UmidMusaev (UmidMusaev)

commented on From Llasa to Llasagna 🍕: Finetuning LLaSA to generates Italian speech and other languages 8 days ago

Hey! Thanks for the examples. There was a trouble with the dataset. I've chosen the small one for the training. Tried with bigger one, and its working now

Thanks a lot for the help! :)

commented on From Llasa to Llasagna 🍕: Finetuning LLaSA to generates Italian speech and other languages 10 days ago

Hey, Steven! Thanks for the response!
I checked if everything is corresponding to the docs from your link, and it still generating the 1 second audio. Also, the amount of tokens are only 51
Can it be related to the model train issue? Maybe I'm missing something?

I've also notices, that after the create_dataset script run, in the output folder generated only two files generated: train_input_ids_shape.npy and train_input_ids.memmap, is it ok?
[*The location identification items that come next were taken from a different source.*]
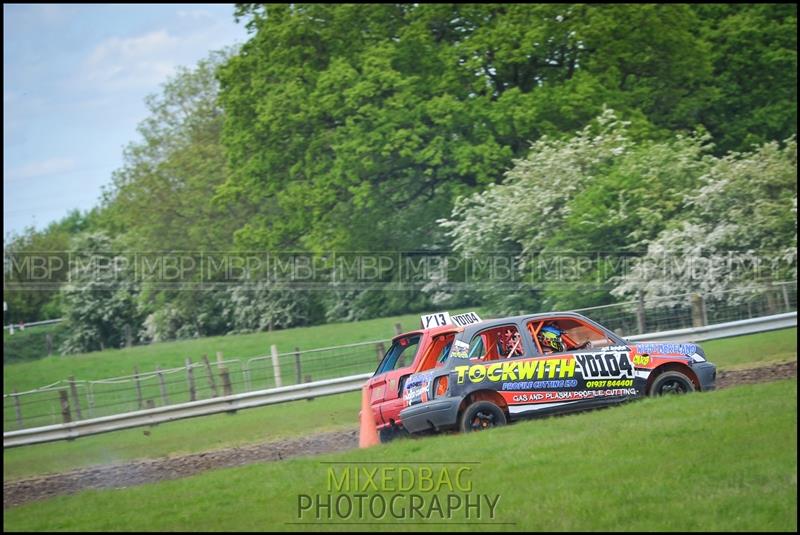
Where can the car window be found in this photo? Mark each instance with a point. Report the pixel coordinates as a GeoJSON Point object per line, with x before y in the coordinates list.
{"type": "Point", "coordinates": [400, 354]}
{"type": "Point", "coordinates": [497, 343]}
{"type": "Point", "coordinates": [557, 335]}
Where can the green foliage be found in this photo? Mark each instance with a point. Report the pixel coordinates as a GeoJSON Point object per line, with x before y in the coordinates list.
{"type": "Point", "coordinates": [753, 50]}
{"type": "Point", "coordinates": [600, 193]}
{"type": "Point", "coordinates": [743, 212]}
{"type": "Point", "coordinates": [32, 343]}
{"type": "Point", "coordinates": [340, 127]}
{"type": "Point", "coordinates": [28, 305]}
{"type": "Point", "coordinates": [99, 299]}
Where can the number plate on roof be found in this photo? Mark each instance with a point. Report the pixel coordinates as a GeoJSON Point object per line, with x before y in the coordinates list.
{"type": "Point", "coordinates": [441, 319]}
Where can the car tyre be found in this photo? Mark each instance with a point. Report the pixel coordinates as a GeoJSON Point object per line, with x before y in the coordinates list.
{"type": "Point", "coordinates": [482, 415]}
{"type": "Point", "coordinates": [671, 382]}
{"type": "Point", "coordinates": [387, 434]}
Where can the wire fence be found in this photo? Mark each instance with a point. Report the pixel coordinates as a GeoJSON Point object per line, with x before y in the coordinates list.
{"type": "Point", "coordinates": [73, 399]}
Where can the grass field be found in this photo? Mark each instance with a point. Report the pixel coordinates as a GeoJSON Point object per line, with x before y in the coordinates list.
{"type": "Point", "coordinates": [119, 362]}
{"type": "Point", "coordinates": [294, 419]}
{"type": "Point", "coordinates": [106, 398]}
{"type": "Point", "coordinates": [719, 461]}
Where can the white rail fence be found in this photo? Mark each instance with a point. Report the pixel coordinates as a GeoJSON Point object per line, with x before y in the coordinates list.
{"type": "Point", "coordinates": [234, 402]}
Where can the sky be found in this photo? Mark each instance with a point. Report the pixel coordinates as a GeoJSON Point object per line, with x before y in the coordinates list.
{"type": "Point", "coordinates": [75, 78]}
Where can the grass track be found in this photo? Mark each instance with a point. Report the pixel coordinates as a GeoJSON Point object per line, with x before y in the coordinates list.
{"type": "Point", "coordinates": [719, 461]}
{"type": "Point", "coordinates": [294, 419]}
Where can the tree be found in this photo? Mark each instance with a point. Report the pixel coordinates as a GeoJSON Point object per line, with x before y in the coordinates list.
{"type": "Point", "coordinates": [354, 127]}
{"type": "Point", "coordinates": [573, 209]}
{"type": "Point", "coordinates": [99, 299]}
{"type": "Point", "coordinates": [739, 230]}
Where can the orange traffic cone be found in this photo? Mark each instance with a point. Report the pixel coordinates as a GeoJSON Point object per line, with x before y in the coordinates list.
{"type": "Point", "coordinates": [368, 435]}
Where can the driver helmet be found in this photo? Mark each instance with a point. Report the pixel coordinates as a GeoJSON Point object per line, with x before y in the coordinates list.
{"type": "Point", "coordinates": [550, 337]}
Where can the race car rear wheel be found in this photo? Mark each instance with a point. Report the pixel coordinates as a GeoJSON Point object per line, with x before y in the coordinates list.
{"type": "Point", "coordinates": [671, 382]}
{"type": "Point", "coordinates": [482, 415]}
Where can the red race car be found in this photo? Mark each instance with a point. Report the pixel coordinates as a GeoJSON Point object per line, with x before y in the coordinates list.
{"type": "Point", "coordinates": [410, 353]}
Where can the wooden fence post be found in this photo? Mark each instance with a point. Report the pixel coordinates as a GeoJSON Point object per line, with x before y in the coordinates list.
{"type": "Point", "coordinates": [139, 400]}
{"type": "Point", "coordinates": [190, 379]}
{"type": "Point", "coordinates": [162, 386]}
{"type": "Point", "coordinates": [64, 399]}
{"type": "Point", "coordinates": [211, 382]}
{"type": "Point", "coordinates": [17, 409]}
{"type": "Point", "coordinates": [226, 381]}
{"type": "Point", "coordinates": [640, 319]}
{"type": "Point", "coordinates": [298, 373]}
{"type": "Point", "coordinates": [73, 390]}
{"type": "Point", "coordinates": [276, 367]}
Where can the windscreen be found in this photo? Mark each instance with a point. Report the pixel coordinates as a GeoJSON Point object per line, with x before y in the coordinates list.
{"type": "Point", "coordinates": [400, 354]}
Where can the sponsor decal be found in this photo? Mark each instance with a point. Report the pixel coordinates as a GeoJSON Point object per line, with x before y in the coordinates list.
{"type": "Point", "coordinates": [460, 350]}
{"type": "Point", "coordinates": [465, 319]}
{"type": "Point", "coordinates": [416, 389]}
{"type": "Point", "coordinates": [517, 398]}
{"type": "Point", "coordinates": [666, 349]}
{"type": "Point", "coordinates": [518, 370]}
{"type": "Point", "coordinates": [439, 319]}
{"type": "Point", "coordinates": [530, 385]}
{"type": "Point", "coordinates": [610, 383]}
{"type": "Point", "coordinates": [604, 365]}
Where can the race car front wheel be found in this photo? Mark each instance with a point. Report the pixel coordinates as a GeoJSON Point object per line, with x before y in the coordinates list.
{"type": "Point", "coordinates": [482, 415]}
{"type": "Point", "coordinates": [671, 382]}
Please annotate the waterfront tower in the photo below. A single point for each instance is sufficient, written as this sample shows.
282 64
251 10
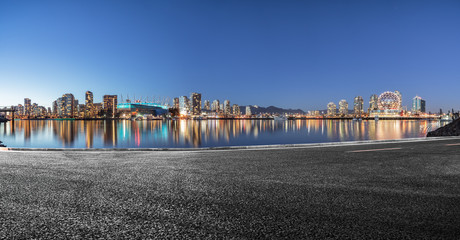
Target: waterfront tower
400 99
418 105
207 105
227 107
110 105
248 111
331 109
236 110
373 103
196 103
183 105
176 103
27 106
358 105
343 107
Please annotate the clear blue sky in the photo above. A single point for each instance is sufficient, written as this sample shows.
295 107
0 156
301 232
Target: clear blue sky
293 54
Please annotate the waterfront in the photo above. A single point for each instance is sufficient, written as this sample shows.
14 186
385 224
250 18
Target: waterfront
409 191
202 133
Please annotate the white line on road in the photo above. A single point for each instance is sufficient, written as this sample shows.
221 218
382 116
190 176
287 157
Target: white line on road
453 144
373 150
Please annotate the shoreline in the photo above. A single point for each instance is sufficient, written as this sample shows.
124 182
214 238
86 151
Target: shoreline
247 147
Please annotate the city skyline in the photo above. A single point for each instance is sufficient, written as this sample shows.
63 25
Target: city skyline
291 55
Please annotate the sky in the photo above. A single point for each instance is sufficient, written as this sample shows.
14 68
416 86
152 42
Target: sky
290 54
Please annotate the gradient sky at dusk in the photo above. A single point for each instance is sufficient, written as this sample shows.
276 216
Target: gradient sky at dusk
292 54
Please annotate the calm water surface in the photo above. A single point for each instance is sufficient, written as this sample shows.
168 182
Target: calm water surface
204 133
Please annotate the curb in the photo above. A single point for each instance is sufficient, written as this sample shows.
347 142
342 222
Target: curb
255 147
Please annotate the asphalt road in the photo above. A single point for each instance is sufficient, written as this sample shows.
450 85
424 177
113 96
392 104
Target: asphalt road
394 190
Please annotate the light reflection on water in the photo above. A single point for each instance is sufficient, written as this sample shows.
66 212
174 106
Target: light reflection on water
204 133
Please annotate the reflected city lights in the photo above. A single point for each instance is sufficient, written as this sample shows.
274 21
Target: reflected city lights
203 133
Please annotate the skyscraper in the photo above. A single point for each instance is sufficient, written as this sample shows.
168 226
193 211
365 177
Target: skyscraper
331 109
343 107
248 111
373 103
27 106
89 105
227 107
183 105
358 105
215 106
110 105
176 103
207 105
418 105
196 103
68 102
88 98
400 99
236 110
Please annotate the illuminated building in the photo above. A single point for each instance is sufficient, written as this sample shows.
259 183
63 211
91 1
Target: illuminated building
89 104
418 105
227 107
176 103
236 110
183 105
141 109
196 103
215 106
55 107
400 99
110 105
331 109
88 98
27 106
343 107
373 103
358 105
67 107
248 111
207 105
20 109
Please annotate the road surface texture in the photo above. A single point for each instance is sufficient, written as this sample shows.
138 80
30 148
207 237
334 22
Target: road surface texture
394 190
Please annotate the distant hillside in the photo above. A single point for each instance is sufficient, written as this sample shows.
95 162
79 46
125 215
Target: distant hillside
271 109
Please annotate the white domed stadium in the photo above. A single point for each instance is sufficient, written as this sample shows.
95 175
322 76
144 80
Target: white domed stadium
389 101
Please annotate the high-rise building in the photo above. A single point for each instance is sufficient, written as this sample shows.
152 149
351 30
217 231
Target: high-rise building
331 109
183 105
27 106
88 98
176 103
400 99
196 103
55 107
215 106
236 110
248 111
20 109
358 105
207 105
418 105
68 105
373 103
227 107
110 105
343 107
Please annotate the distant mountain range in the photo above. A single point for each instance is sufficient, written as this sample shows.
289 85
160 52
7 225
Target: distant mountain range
271 109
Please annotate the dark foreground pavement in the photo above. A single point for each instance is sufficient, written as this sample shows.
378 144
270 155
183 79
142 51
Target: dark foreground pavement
407 190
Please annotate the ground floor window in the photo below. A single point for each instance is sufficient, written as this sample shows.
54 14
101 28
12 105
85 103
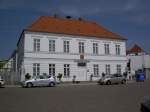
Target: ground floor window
96 69
107 69
36 69
52 69
118 67
66 70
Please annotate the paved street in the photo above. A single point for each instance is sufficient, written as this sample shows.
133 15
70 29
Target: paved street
74 98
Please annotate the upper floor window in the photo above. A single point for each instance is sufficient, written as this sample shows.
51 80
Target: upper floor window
36 44
81 47
106 48
66 46
96 69
118 69
117 49
52 69
95 48
51 45
66 70
36 69
107 69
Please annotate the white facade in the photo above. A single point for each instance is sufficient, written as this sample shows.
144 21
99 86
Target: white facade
139 62
27 56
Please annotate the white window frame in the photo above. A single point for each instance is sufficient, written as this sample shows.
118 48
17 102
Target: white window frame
118 69
96 69
36 45
118 49
66 70
107 49
52 69
95 48
81 47
36 69
66 46
51 45
107 69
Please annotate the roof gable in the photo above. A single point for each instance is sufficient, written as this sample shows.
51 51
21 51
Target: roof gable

Here is the image of the model run with logs

Also, here is my test-model.py if it makes any sense

import torch
import soundfile as sf
import re
from transformers import AutoTokenizer
from liger_kernel.transformers import AutoLigerKernelForCausalLM
from xcodec2.modeling_xcodec2 import XCodec2Model

# Load your fine-tuned model from the "output" directory.
model_path = "output"
tokenizer = AutoTokenizer.from_pretrained(model_path)
model = AutoLigerKernelForCausalLM.from_pretrained(
    model_path,
    attn_implementation="flash_attention_2",
    torch_dtype=torch.bfloat16
)
model.eval()
model.to("cuda")

# Load the vocoder (XCodec2) model.
codec_model_path = "HKUST-Audio/xcodec2"
Codec_model = XCodec2Model.from_pretrained(codec_model_path)
Codec_model.eval().to("cuda")

# Input text to convert to speech.
input_text = "Salom! Shirin AI companiyaga hush kelibsiz! Qanday yordam beriolayman?"

def extract_speech_ids(speech_tokens_str_list):
    """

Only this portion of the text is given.